I got to spend a WHOLE HOUR with MY baby yesterday! What a blessing.

Monday, December 7, 2009

Family Leave is NOT just a woman's issue!

So today is my very first day back to work without Maternity Leave. Sure, I've been working for 8-weeks now, but still... Just knowing that my leave is over... I'm getting teary just thinking about it. Leaving him this morning damn near broke my heart. Must remind myself: He is with his Daddy (and his Gramma since Daddy has a meeting to go to) and he is much loved and very well cared for. I got to feed him this morning and will give him a bath tonight. Its just not enough time. But I will make it count!
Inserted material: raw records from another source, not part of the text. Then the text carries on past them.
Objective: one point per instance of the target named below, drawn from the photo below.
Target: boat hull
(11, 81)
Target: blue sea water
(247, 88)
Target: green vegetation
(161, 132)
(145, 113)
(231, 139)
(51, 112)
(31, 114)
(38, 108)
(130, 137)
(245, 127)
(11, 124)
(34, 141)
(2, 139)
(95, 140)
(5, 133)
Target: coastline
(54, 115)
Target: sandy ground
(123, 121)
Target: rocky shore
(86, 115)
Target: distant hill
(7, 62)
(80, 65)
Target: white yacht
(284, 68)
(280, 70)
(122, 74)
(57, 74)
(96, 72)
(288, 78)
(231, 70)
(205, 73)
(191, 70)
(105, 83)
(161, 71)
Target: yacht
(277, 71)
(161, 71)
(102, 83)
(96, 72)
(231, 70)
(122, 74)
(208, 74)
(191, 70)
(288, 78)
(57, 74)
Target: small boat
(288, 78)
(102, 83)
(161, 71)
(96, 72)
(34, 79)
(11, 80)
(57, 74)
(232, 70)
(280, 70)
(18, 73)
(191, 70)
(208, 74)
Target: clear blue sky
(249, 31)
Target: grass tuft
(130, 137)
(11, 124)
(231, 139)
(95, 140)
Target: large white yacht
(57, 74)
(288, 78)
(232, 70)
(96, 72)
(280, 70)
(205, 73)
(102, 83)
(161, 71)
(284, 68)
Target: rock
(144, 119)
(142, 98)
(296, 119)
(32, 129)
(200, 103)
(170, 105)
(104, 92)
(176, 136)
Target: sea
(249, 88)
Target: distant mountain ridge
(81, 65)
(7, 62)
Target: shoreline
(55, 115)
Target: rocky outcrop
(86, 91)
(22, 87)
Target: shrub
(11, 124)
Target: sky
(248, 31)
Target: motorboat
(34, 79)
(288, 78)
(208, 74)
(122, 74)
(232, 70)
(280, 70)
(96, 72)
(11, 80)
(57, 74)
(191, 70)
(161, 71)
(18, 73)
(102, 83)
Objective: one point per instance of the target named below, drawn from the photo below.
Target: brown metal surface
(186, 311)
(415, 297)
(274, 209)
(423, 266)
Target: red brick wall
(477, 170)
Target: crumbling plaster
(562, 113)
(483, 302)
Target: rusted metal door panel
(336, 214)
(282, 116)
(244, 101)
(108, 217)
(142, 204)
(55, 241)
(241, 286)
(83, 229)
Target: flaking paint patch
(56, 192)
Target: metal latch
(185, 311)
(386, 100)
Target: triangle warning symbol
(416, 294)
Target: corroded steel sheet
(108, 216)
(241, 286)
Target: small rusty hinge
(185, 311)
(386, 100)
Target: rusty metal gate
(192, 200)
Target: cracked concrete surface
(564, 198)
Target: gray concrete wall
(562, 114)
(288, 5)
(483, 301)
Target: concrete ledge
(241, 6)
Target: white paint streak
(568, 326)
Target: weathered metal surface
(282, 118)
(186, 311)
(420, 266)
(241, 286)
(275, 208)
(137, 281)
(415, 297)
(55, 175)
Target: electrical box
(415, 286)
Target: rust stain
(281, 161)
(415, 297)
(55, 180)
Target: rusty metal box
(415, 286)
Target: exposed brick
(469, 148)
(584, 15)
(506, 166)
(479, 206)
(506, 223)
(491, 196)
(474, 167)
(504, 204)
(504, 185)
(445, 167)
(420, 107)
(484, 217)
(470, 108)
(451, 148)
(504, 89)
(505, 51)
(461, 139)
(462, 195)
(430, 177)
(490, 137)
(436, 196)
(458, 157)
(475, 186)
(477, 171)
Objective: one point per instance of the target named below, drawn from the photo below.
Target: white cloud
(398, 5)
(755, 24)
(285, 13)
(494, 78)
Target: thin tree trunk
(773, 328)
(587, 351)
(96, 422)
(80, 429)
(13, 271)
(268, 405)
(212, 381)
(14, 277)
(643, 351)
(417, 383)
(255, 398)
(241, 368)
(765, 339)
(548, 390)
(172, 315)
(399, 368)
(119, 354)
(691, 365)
When DH requested to used his FMLA for the month of December and then to come back on a compressed scheudle (which other people in his office have) he recieved some static. They finally agreed, and pointed out that if he had been female, no one would have thought twice about his request. It would have practically been assumed! But we don't expect this from our men. Maybe if we did, then we would have better leave options. Working in domestic violence/se.xual assualt for years, I learned that if something was labeled a 'woman's issue' then it was often ignored by politicians and people with money. It was a 'soft' issue. If we focused more on the importance of family in this country, and equal parenting vs. the SAHM/working Dad mentality then maybe more may be done. Instead, we stick to the 1950's as our parenting ideal, have TV shows highlighting the plight of SUPER large families, and discuss at length teenage/single parents which are mostly focused on women. There is no easy solution. I'm not even sure where I'm going with this. I guess... I guess I would just like to feel supported as a working mother OUTSIDE my own support system. I wish my job, my government would get on board.

I did FINALLY find a support group for working mothers on BaltimoreMommies. Only 1 event so far, but it was AWESOME! One mommy talked about how she only gets to play with her son for about 30 min a day before getting him ready for bed (my issue!) and how she takes a day off a month to just stay home with him. I'm totally going to do that. I think that is a fantastic idea.

4 month doctor appt is wednesday! I'll post the update then.